This makes the kernel yield the CPU to user tasks more often. Overall, it slows things down as there is more task switching but the result is that your system is more responsive to user commands.

----------

## geenux

I'll try. But my guess is the problem is not coming from the CPU. It's Intel Dual Core 2.2Ghz. I guess the problem comes from disk reading during the copy, as when an application, such as firefox is still in cache, it launches quite rapidly (maybe 3 or 4 fours seconds more than usual), whereas when it is not in the cache, it takes about 20 seconds.
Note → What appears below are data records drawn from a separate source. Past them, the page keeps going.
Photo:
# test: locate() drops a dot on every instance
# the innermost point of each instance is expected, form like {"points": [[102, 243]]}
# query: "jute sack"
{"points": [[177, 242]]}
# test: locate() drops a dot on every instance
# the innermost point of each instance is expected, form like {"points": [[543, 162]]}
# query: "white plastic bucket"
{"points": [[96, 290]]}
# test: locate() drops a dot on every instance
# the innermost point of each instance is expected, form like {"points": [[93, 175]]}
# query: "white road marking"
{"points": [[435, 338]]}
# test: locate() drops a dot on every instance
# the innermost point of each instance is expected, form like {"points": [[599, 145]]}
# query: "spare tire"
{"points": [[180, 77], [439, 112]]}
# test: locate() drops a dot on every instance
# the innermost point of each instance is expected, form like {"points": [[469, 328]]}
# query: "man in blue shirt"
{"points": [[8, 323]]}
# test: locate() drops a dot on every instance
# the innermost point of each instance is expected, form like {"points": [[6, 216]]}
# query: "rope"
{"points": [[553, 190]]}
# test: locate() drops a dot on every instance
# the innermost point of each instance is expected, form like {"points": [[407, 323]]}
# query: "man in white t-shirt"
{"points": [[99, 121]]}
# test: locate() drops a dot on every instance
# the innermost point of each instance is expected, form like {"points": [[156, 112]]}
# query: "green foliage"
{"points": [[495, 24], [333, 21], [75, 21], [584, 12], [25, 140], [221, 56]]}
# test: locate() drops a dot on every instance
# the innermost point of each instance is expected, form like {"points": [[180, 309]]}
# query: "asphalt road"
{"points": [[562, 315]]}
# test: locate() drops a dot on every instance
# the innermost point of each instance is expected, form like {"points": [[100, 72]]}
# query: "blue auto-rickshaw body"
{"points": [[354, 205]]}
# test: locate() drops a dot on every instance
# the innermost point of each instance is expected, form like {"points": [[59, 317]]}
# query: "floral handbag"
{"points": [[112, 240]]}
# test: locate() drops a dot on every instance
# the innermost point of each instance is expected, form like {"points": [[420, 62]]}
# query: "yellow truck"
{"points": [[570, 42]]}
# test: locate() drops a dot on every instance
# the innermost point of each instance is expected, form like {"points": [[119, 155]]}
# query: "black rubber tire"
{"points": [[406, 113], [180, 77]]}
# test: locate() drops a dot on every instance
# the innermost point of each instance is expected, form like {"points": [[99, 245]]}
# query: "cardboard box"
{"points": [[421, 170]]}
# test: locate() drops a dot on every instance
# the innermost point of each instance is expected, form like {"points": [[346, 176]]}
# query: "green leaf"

But maybe I'm wrong, i'll rebuild my kernel, according to your proposition.

----------

## NeddySeagoon

geenux,

Disk latency is certainly a part of the problem as you have to wait while the drive moves the heads to find your program.

A copy from one partition to another involves a lot of head movements.
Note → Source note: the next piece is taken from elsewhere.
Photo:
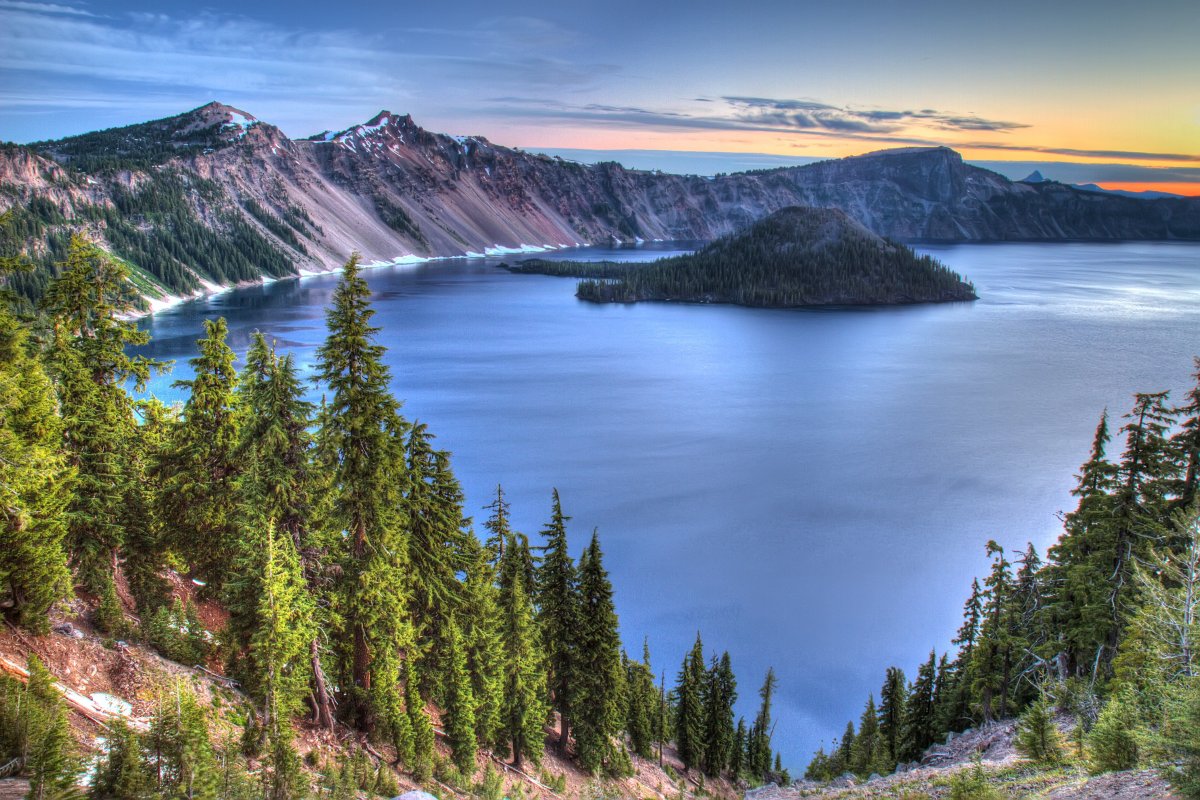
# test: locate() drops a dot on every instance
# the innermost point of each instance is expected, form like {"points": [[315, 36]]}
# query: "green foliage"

Reading/Writing to USB mass storage devices is CPU intensive as it cannot use DMA.

The CPU must move all the data.

----------

## geenux

I rebuilt my kernel, and it seems to be exactly the same.

It shall be great if the copy process paused when an other action is required on the disk. So, when an application needs to be started, the copy would stop until it is started. Is it possible to do so ?

----------

## Exil

nice -n19 command

----------

## jcat

Shouldn't that be ionice ?!   :Wink: 

Try scheduling clash 3 for "Beat Effort" or even "Idle".

Alternatively, you could try rsync instead of cp.  Use the "--bwlimit" option.